Вот простой закон семейного воспитания: всякий прирост материального благосостояния должен сопровождаться таким же духовным приростом, иначе дети начинают голодать среди изобилия, им не хватает духовной пищи.
Материальное благосостояние само по себе не портит ребенка, иначе лучшие дети вырастали бы в нищете, а это не так. Материальное благосостояние вообще не имеет отношения к результатам воспитания. Все, что можно измерить, повторюсь, в метрах (жилье), в рублях, потраченных на детей, в часах, отведенных им родителями, – все это важно для обучения, развития, приобретения культурных навыков, но к воспитанию нравственности и духовности отношения не имеет, если, конечно, родители способны оставаться духовными людьми при всех обстоятельствах. Говорят: «А как же мы в войну росли – голодные, холодные? Учились без учебников, занимались при коптилках». Это кажется загадкой: условия были тяжелые, а результаты воспитания хорошие. Но загадки нет. В тяжелое для страны время повсюду царил дух самоотверженности, сознание общего долга, деятельное стремление к правде – стремление к победе; этот дух и воспитывал детей. Когда мы говорим о высоком духе народа, это означает, что в нем сильны высшие стремления; наоборот, в годы упадка нравственности падает дух – люди меньше стремятся к правде и добру, перестают отличать красивое от некрасивого.

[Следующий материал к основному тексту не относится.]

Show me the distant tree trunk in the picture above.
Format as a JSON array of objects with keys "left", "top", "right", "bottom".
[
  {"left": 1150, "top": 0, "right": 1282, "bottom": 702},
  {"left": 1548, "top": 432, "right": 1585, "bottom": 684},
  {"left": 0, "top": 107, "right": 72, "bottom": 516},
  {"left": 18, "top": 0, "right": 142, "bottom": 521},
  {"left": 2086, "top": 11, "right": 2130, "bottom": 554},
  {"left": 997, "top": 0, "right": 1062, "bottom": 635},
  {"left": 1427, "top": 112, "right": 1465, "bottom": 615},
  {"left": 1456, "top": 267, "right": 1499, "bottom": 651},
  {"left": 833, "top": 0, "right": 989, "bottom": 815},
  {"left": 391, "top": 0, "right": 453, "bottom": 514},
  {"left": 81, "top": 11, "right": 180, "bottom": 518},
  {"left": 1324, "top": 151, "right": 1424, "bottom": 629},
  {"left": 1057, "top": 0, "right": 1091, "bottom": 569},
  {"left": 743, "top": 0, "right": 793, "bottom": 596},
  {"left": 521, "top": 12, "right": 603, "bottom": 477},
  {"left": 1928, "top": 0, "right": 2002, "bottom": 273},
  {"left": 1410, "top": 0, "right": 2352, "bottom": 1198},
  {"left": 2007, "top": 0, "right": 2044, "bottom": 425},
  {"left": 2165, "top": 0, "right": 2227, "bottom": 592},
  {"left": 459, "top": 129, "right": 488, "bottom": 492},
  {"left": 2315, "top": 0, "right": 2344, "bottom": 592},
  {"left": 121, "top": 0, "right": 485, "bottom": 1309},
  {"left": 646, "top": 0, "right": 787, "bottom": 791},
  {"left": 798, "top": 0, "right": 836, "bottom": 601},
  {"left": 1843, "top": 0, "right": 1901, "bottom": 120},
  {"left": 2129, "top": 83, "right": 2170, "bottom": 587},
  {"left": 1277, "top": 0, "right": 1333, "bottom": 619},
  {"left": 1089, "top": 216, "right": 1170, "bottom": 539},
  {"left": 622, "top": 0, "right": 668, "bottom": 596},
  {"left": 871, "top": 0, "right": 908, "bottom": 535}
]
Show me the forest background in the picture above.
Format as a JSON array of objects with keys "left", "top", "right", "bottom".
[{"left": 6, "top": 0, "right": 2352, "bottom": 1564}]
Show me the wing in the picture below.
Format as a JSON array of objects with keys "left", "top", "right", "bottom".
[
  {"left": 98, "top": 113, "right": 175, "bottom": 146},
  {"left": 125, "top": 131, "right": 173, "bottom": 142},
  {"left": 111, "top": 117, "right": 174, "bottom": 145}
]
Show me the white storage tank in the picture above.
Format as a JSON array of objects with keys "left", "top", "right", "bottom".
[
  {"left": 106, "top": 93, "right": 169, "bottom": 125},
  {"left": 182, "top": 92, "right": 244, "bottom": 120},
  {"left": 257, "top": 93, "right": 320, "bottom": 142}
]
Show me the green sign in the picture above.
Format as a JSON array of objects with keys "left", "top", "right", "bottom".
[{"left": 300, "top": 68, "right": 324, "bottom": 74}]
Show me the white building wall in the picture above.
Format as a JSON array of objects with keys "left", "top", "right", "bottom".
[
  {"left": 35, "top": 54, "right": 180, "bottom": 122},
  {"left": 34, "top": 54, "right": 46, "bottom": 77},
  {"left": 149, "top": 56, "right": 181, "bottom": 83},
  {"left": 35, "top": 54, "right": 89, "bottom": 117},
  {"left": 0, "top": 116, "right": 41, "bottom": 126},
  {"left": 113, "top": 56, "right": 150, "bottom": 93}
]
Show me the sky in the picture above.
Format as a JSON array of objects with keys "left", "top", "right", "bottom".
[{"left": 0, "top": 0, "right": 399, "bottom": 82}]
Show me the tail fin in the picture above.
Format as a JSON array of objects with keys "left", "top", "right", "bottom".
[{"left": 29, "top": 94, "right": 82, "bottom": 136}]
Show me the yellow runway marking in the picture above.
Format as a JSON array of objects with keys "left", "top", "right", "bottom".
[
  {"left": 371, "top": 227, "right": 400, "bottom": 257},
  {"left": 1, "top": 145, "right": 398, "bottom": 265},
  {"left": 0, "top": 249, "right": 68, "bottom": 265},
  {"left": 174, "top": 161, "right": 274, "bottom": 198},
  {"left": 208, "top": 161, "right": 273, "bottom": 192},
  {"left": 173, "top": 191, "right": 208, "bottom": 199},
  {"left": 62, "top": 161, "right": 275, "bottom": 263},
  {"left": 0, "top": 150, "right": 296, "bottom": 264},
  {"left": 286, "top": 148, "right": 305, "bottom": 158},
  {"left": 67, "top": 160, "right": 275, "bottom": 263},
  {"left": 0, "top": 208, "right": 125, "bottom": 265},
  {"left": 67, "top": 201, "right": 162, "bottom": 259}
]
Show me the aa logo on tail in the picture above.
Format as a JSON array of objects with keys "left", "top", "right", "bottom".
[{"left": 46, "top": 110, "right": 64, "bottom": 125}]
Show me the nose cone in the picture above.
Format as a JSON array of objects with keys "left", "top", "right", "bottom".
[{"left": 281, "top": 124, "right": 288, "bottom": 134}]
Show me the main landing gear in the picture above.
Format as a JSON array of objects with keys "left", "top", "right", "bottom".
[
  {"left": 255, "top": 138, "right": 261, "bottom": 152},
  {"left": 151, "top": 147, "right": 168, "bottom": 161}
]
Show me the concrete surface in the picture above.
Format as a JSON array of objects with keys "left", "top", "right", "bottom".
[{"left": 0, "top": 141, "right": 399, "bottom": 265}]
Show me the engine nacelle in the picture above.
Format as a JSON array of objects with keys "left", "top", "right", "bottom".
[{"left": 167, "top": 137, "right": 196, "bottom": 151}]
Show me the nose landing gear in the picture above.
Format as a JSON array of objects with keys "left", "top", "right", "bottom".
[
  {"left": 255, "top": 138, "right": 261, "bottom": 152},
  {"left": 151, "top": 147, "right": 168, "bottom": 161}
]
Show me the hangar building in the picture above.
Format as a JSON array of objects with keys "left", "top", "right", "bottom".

Излюбленная тема разговоров «дети и вещи» лишь затуманивает наше педагогическое сознание. Действительно вечная тема для обсуждения – «дети и духовность». Так называемый «вещизм» – не желание хороших вещей (кто их не желает?), а бездуховность.
Все очень просто, математически просто: «больше – больше». Материальный достаток необходим именно потому, что он создает лучшие возможности для духовного развития. Если же достаток появляется, но не несет с собой духовного развития, он становится отравой, как спитой чай. В нашей семье появился достаток? Подумаем, как соответственно увеличить духовный потенциал семьи, помня, что духовность не в посещении музеев и театров, а в собственных стремлениях к правдивому, доброму, красивому. Больше материального – больше духовного, иначе детям придется трудно.
Но заметим, что процесс одухотворения идет. Поскольку дети все-таки не мебель, то, включенные в ряд серьезных семейных забот, они сами начинают оказывать одухотворяющее влияние. Не сразу и, может быть, не в одно поколение, а все-таки постепенно полудуховное воспитание становится правдосообразным, духовным. Дети растут не «как трава», а составляют в семье центр духовности.
Рождение ребенка позволяет родителям испытать высший духовный подъем – всех люблю, всех простил, отрешился от мелких забот. Воспитание детей позволяет в самой высокой степени ощутить стремление к правде, добру, красоте. Если бы не дети, мир давно бы погиб, и не оттого, что прервалась бы цепь рождений, нет, раньше – от бездуховности. Дети пробуждают наш дух и поддерживают его.